Maliye ise, taksitle ödemeyi seçip, ilk 2 taksit ödemesini sürelerinde yapamayan/yapmayan mükelleflerin yapılandırma, matrah ve vergi artırımlarını iptal etti, borçlarını yapılandırma öncesine döndürdü, matrah ve vergi artırımlarından kaynaklanan borçları ise takibe almaya başladı.

Sahadan gelen talep; 7326 sayılı Kanun kapsamındaki yapılandırmaya yasal süresi içerisinde başvurmak kaydıyla, taksitle ödeme yolunu seçenlerin, ilk 2 taksiti ödeyip ödemediklerine bakılmaksızın verilecek 30 günlük süre içerisinde peşin ödeme talebinde bulunmaları ve aynı süre içerisinde peşin olarak hesaplanan tutarı 6183 sayılı Kanunun 51. Maddesine göre belirlenen gecikme zammı oranı üzerinden hesaplanacak geç ödeme zammıyla birlikte ödemeleri halinde, borç yapılandırması ile matrah ve vergi artırımlarının geçerli sayılması şeklinde.

Peşin ödeme Maliye’nin de işine gelir, haklarını kaybeden mükelleflerin de! Özellikle matrah ve vergi artırım haklarının kaybedilmesi mükellefler açısından çok önemli sonuçlar doğuruyor. Matrah ve vergi artırımı yaparak buna ilişkin vergiyi ödeyen mükellefler, matrah ve vergi artırımı yaptıkları yıl veya yıllar için, artırım konusu vergi türleri yönünden “vergi incelemesi yapılmama garantisi” elde ediyorlar. Böyle bir avantajı kim kaybetmek ister?

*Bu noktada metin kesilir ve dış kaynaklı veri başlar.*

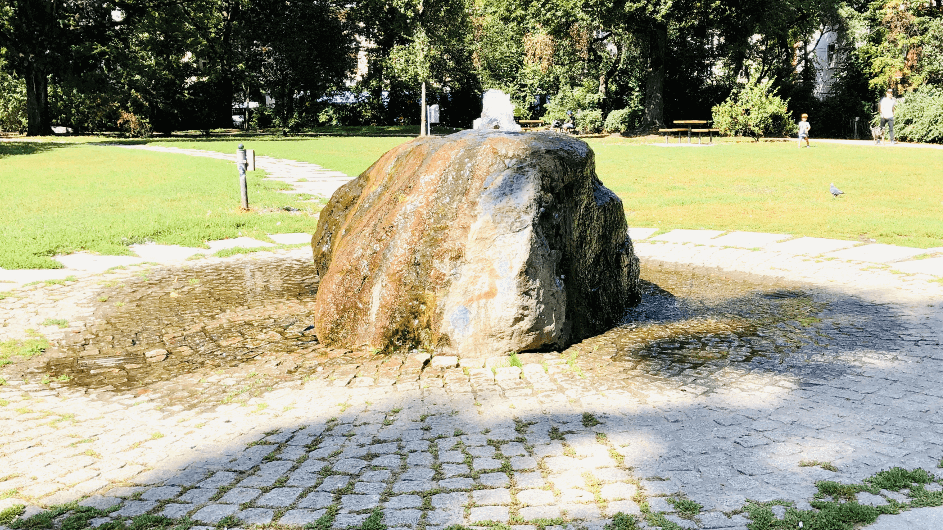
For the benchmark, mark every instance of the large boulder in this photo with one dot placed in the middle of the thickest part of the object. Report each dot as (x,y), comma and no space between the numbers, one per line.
(474,244)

Aslında ortada çözülmeyecek bir durum söz konusu değil: Maliye, yapılandırma borçları ile matrah ve vergi artırım vergilerini tahsil etmek, mükellefler de ödemek istiyor. Ancak, bunun için, yeni bir yasal düzenleme yapılması gerekiyor. Bu konuda çok sayıda mükellef mağdur durumda, yapılandırma ve matrah/vergi artırımlarının bozulmamasını istiyor.

5) Vatandaş İmar Barışı ile ilgili yeni bir düzenleme talep ediyor

Vatandaşlar uzunca bir süredir Sayın Cumhurbaşkanımız, TBMM ve Çevre, Şehircilik ve İklim Değişikliği Bakanlığı’ndan imar barışı ile ilgili yeni bir düzenleme yapılmasını talep ediyorlar. Bize gönderilen çok sayıda mail ve mesajda yer alan talepler de bu yönde. Bir bölümü, taksit ödemelerini yapamamaları nedeniyle ihlal ettikleri imar barışı haklarının yeni bir ödeme imkanı verilerek ihya edilmesini, diğer kısmı ise, belli bir tarihten önce yapılmış ruhsatsız veya ruhsat ve eklerine aykırı yapılar için yeni bir imar barışı düzenlemesi istiyor.

Ruhsatsız veya ruhsata aykırı yapılar maalesef ülkemizin bir gerçeği! Bu yapıların sayısı sadece büyükşehirlerimiz bile dikkate alındığında, tahmin edilenin çok çok üzerinde. Peki, bu yapılarla ilgili ne yapılması lazım? Ruhsatsız veya ruhsata aykırı yapıların tamamı yıkılabilir mi? Kesinlikle hayır, bunların tamamı milli servetimiz, insanlarımızın yıllarca yaptıkları tasarrufları. Kamuoyunun bir kısmı, imar barışı düzenlemelerine şiddetli bir şekilde tepki gösteriyor olsa da, diğer kısmı ise imara aykırı, ruhsatsız veya ruhsat eklerine aykırı yapılarla ilgili olarak vatandaşların devletle ihtilaflı durumunun ortadan kaldırılması, bu yapıların kayıt altına alınarak bunlara yasallık kazandırılması gerektiği görüşünde.

2018 yılında 7143 sayılı Kanunla İmar Kanunu’na eklenen geçici 16. Maddeyle böyle bir düzenleme yapıldı. Ancak, kamuoyuna tam anlatılamaması nedeniyle vatandaşların bir kısmı bu düzenlemeden yararlanmadı. Bir kısmı ise, başvuruda bulundu ancak, taksit ödemelerini yapamadıkları için haklarını ihlal etti. Kalan kısmı ise bu düzenlemeden yararlandı.

Vatandaşların bu konudaki ısrarlı talepleri, yeni bir düzenleme yapılması konusunu tekrar gündeme getirebilir. Çünkü, bu konuda sıkıntı ve sorun yaşayan binlerce insanımızın yok sayılması mümkün değil.